Iterating & growing
Treat the office like a product, not a project. Small improvements on a cadence — and a plan for when the team grows or the space changes.
Iterating & growing
The last move in keeping it great: stop treating the office as a project that ended on opening day, and start treating it like a product you keep shipping improvements to. Great offices aren’t finished — they’re maintained and nudged forward.
The improvement loop
A simple quarterly cycle, run with the Quarterly Workplace Review:
- Look — revisit the scorecard and survey trends.
- Pick one pillar — usually the weakest, occasionally a quick win.
- Run a small experiment — a new quiet room, a furniture swap, a different coffee setup. Reversible beats perfect; you can keep what works and undo what doesn’t.
- Tell people — close the loop on what changed and why.
Plan for change before it’s forced
Offices rarely stay the same size. Build slack and a plan in:
- Headcount growth. Re-run the Space & Ratios Worksheet when the team grows — know your real capacity before you’re over it.
- Budget for it.
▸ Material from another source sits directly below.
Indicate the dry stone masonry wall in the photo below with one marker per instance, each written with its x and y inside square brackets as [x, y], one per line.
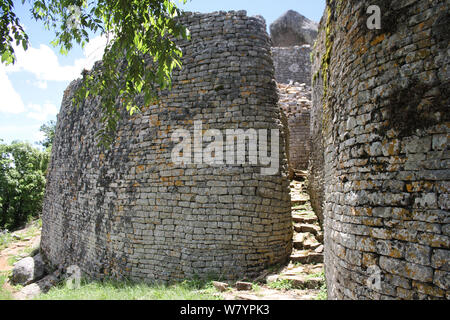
[295, 101]
[129, 212]
[381, 116]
Keep a small ongoing improvement line so “make it greater” isn’t a fight every time — see Finance & Procurement.
- More space or more sites. The standard travels: a second office should clear the same six pillars. What you learn here is the playbook for the next one.
The whole arc
Plan for great → open great → keep getting greater. This is the last step, and it loops back to the first: everything you learn running this office makes the next opening better. That’s the resource working as intended.